Dressel is sitting at a table in the crowded sports bar in the Indianapolis JW Marriott, High Velocity. He is the picture of high anxiety. Slouched in his seat, he has the hood of his gray sweatshirt over his head. Meghan sits across the table from him. Conversation is minimal.
It is June 27, 2023. He’s in Indy competing at U.S. National Championships, attempting a short-cut comeback to make the World Championships. It’s not going well—the American record-holder in the 50 and 100 freestyles finished tied for 22nd in the former and 23rd in the latter. He rebounded to swim better in the butterfly events, but still didn’t make the U.S. team for worlds.
While Dressel is brooding over a plate of food in High Velocity, fellow Florida sprinter Macguire McDuff comes over for a long talk at the table. Dressel seems to welcome the company and the conversation. At the end of it, the two rise and embrace, with McDuff symbolically serving as the entire sport of swimming giving its struggling superstar a hug.
“I’ve always loved the sport and how fair it is,” Dressel said at the end of that humbling meet. “I’m proud of myself and the results, believe it or not. I know it’s shocking. This is definitely something different. I wouldn’t have changed anything about this year.”
The year was what it needed to be. A cleanse. And a start.
Dressel is walking out onto the mammoth, oversized pool deck before a race in Lucas Oil—the first-ever competition pool built into an NFL stadium. The record-setting crowd roars, and Dressel does something he’s never done entering the arena.
He raises both hands over his head in appreciation of the ovation. After spending a lifetime walking to the starting blocks in stoic focus, impervious to what swirled around him, he is receiving the fans’ warmth and returning it.
“I've never done that in my life, and all of the sudden I'm like, I’m kinda feeling this,” Dressel said. “Just the crowd, feeling the love from everybody, that's something new. I thought all right, I guess we're doing this. And I had a pretty good swim, so I'm like, ‘I’ve got do this every time now.’ ”
Thus, the crowd in Indy had a week of Caeleb waves, in the pool and out, culminating in the relieved and contemplative celebration atop the lane line. He could win four or five medals in Paris if he continues the trajectory from trials. It’s all hitting him differently this quadrennial—a father now, a former phenom turned elder statesman, a perfect swimming specimen learning to accept imperfect performances.

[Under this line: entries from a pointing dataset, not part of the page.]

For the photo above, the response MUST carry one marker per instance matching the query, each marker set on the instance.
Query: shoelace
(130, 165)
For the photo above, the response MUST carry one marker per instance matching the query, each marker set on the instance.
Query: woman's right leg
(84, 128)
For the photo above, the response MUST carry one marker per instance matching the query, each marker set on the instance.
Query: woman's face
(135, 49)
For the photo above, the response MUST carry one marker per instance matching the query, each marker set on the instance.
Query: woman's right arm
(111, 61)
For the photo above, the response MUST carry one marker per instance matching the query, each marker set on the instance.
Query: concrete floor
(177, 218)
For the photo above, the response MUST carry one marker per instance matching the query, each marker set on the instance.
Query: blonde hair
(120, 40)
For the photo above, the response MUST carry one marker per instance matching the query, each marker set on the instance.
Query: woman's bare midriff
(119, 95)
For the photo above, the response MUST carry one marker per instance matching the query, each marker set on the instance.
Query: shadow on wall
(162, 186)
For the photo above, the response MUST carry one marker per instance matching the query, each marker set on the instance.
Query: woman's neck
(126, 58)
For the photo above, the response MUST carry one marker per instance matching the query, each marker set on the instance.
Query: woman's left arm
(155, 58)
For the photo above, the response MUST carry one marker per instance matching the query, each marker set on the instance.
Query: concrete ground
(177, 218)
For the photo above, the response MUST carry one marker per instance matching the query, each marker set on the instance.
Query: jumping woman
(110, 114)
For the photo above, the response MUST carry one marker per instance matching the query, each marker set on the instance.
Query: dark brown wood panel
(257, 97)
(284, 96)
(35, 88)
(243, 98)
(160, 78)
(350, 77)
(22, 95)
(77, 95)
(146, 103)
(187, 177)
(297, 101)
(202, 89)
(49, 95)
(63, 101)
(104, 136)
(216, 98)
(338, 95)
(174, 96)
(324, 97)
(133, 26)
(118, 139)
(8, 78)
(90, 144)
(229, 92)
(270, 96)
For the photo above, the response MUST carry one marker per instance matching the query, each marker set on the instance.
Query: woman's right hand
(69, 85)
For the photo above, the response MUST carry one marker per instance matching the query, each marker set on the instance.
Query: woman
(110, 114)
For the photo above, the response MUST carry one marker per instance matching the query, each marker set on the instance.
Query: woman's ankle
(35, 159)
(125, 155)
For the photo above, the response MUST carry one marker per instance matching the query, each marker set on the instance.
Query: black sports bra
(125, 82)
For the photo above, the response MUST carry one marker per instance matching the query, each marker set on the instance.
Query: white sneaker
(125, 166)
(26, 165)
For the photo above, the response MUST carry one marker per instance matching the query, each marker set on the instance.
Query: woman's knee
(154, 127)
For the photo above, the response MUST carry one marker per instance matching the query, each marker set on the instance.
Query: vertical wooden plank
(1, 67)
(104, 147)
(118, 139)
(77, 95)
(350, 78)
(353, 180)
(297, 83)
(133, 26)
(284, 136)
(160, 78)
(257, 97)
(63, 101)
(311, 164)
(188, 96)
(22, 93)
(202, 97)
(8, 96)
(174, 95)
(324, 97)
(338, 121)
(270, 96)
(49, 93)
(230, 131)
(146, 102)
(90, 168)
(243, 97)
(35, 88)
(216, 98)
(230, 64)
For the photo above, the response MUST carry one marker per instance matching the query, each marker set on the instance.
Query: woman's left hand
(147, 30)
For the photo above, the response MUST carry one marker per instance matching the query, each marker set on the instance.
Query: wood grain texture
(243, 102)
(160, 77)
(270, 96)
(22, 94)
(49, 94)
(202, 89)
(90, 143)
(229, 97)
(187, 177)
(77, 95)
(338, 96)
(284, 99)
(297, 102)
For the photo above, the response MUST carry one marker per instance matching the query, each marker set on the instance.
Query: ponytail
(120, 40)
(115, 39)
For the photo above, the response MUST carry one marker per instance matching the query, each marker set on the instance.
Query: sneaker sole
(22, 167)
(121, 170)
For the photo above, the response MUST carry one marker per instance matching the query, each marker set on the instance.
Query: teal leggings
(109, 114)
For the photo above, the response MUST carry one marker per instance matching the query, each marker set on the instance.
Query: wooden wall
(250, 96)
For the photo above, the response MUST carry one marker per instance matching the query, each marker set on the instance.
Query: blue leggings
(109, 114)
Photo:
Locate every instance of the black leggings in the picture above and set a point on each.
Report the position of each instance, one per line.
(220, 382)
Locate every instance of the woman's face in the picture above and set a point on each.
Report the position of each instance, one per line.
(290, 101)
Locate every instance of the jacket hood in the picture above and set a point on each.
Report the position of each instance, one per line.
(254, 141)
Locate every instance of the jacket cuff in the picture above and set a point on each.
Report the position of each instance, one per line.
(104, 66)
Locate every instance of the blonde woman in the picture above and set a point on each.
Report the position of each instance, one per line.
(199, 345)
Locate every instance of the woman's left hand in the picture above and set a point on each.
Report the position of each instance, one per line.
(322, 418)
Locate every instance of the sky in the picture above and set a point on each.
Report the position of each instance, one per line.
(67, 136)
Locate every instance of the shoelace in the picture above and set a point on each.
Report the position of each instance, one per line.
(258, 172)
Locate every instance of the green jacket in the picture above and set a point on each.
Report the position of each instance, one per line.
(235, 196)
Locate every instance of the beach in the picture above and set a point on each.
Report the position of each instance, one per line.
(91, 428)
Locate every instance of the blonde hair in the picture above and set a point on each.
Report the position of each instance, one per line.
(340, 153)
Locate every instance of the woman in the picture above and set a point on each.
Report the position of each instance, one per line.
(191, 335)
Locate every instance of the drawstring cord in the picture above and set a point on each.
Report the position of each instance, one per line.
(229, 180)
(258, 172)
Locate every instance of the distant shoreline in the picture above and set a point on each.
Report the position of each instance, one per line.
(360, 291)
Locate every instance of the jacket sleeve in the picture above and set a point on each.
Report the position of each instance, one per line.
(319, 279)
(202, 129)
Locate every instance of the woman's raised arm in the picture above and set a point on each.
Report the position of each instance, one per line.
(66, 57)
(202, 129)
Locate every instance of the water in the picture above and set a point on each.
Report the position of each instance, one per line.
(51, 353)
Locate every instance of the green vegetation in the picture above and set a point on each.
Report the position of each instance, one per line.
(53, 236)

He’s now able to acknowledge the scariest monster in every swimmer’s mind.
“I don't know if I’ll ever [swim] a best time ever again,” he said. “That's tough to say out loud, it really is.”
Perhaps that’s why, somewhere in the latter stages of his swimming journey, he’s wistful about where it started. As a scrawny kid with natural ability, diving into a race without a care, swimming personal-best times every time—that monster in the mind didn’t even exist. It was years from being born.
“Those honestly were some of the best days,” Dressel said. “Man, if I could get back to the 10-year-old just simply swimming—but it won’t be that. That’s the hard part. I would love to get to that point, but it won’t.”
Dressel will never reduce his sport to the simplest essence that made it so fun as a child. But he’s come a long way—far enough to get on a lane line and celebrate performances that aren’t perfect, but are good enough.